"Microresumes" have become especially popular this May, as prospective university graduates are getting ready to enter the workforce. Graduate students are particularly likely to post their resumes on their microblogs.
"I am from the city of Qingdao city and I am looking for a temporary job to help me get by. I will take my post-graduation examinations next year," wrote a graduate student from Qingdao University in east China's Shandong Province on weibo.com, China's most popular microblogging site.
There were more than 17,000 microresumes posted on weibo.com as of last Friday.
College graduates aren't the only ones taking to their keyboards to find a new job. China's gainfully employed are also using microblogs to seek bigger and better opportunities.
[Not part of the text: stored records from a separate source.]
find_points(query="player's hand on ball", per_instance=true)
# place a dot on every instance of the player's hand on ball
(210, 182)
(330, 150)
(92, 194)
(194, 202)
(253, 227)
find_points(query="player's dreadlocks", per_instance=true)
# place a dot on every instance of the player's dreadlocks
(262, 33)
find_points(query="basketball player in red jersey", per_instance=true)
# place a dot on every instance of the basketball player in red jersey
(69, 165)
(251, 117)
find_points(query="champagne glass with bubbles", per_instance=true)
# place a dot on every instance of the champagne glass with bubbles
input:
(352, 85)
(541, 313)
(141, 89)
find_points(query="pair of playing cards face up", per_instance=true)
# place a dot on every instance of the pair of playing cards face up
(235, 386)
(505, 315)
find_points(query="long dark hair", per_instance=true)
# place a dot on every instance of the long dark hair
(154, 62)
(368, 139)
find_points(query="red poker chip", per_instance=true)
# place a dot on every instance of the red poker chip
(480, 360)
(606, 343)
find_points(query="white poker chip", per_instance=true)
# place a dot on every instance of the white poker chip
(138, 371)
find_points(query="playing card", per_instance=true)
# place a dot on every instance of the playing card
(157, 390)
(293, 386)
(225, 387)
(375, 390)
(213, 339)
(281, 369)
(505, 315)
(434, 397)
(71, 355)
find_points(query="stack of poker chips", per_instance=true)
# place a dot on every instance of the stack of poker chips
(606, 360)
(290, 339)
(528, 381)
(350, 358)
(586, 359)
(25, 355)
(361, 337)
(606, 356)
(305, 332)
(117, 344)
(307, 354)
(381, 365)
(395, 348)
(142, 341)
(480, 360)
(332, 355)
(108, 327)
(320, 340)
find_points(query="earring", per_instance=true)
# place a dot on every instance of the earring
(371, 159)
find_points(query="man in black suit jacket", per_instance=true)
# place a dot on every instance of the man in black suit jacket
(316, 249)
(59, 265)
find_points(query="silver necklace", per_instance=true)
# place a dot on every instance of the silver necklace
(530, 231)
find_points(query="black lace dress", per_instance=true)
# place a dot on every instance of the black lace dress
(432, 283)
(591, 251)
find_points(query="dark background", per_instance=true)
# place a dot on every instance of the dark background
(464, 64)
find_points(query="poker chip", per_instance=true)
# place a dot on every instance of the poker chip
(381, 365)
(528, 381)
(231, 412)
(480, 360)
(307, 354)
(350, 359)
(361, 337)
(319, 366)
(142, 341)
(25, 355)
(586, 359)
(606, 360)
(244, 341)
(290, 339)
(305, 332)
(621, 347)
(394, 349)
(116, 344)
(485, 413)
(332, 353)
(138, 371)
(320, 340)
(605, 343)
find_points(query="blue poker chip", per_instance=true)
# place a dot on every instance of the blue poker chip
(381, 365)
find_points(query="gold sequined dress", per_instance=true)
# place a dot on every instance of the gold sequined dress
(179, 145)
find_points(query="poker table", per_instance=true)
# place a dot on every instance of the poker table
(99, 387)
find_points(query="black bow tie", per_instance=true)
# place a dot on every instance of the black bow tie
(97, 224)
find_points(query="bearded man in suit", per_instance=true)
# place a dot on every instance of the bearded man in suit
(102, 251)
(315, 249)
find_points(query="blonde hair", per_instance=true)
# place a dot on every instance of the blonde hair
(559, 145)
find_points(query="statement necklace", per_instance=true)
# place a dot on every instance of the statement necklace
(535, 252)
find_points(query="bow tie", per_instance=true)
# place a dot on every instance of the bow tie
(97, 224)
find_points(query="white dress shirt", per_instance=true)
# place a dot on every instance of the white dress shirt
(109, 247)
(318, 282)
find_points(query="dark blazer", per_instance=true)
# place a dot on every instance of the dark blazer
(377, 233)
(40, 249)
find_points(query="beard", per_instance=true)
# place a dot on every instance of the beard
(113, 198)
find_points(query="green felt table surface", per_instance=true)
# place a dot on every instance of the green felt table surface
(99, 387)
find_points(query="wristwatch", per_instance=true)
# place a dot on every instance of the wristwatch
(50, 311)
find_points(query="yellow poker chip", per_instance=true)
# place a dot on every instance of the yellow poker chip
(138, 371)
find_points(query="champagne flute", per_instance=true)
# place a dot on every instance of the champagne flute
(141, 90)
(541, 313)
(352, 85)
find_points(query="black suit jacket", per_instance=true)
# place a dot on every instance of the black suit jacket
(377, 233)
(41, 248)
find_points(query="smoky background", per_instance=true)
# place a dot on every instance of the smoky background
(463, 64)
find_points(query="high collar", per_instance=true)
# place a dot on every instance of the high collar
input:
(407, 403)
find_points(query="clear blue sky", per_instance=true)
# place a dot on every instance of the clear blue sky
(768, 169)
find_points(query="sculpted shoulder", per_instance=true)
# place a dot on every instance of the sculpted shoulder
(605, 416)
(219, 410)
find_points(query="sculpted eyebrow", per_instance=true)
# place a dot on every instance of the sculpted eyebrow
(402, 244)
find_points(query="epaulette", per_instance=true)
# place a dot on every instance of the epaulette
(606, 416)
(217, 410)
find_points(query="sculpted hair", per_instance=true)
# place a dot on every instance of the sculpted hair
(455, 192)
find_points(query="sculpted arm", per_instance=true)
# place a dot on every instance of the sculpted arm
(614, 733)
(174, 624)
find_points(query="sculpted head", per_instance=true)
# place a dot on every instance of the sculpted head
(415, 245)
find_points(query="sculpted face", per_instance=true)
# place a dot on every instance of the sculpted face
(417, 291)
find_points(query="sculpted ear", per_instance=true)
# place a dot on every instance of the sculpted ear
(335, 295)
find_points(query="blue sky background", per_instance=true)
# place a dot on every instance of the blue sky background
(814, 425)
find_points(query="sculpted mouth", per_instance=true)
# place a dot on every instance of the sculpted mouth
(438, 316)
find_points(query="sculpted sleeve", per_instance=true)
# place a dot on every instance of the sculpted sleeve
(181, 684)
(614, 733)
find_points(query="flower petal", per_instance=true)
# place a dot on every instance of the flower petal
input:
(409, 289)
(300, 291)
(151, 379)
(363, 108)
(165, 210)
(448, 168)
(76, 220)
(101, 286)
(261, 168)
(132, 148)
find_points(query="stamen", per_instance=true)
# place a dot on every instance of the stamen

Ruan Xin, a senior manager with a company in China's economic hub of Shenzhen, recently posted a microresume in the hopes of finding a better job.
Ruan was quoted in a Thursday article in the China Youth Daily newspaper as saying that microresumes are an efficient way for both job seekers and employees to achieve their goals.
Direct and short introductions can quickly spread over the Internet, which helps employers save time when they're trying to find the right candidates, he said, adding that the speed at which short introductions can spread on the Internet also allows prospective job seekers to make more connections than they would with traditional resumes.
Several companies have begun looking at microblogs as an effective channel for recruitment. A recruiter for Alipay, China's largest third-party online payment service, said that Alipay has been recruiting employees via microblogs since 2009, according to the China Youth Daily article.
The recruiter says that microblogs can "yield twice the result with half the effort" in helping companies to recruit new employees.
New figures show that about 140 million people have signed up for accounts at weibo.com. Chinese media giant Sina, which owns weibo.com, estimates that the site will have 200 million registered users by the end of this year.
However, summing up an entire career in just 140 characters is a challenge for many job hunters. Some of the microresumes posted online seem to be posted just for their humorous content, rather than for the purpose of actually finding a job.
"Some microresumes are more like micronovels, just another instance of online entertainment," says Wang Yan, a college student majoring in journalism at Central China Normal University in Wuhan, the capital city of central China's Hubei Province.
Wang Dong, a human resources director working for an online advertising company, says that he is very cautious when dealing with microresumes. He believes that they aren't long enough to provide a suitable introduction for employers.
"Microresumes aren't necessarily suitable for every industry," Wang says. "Advertisers and media companies are the most suitable targets for this kind of recruitment."
He suggests that good microresumes should be clear and tightly focused, with links to the poster's personal website, if he or she has one. This can allow employers to understand the candidate more easily, he says.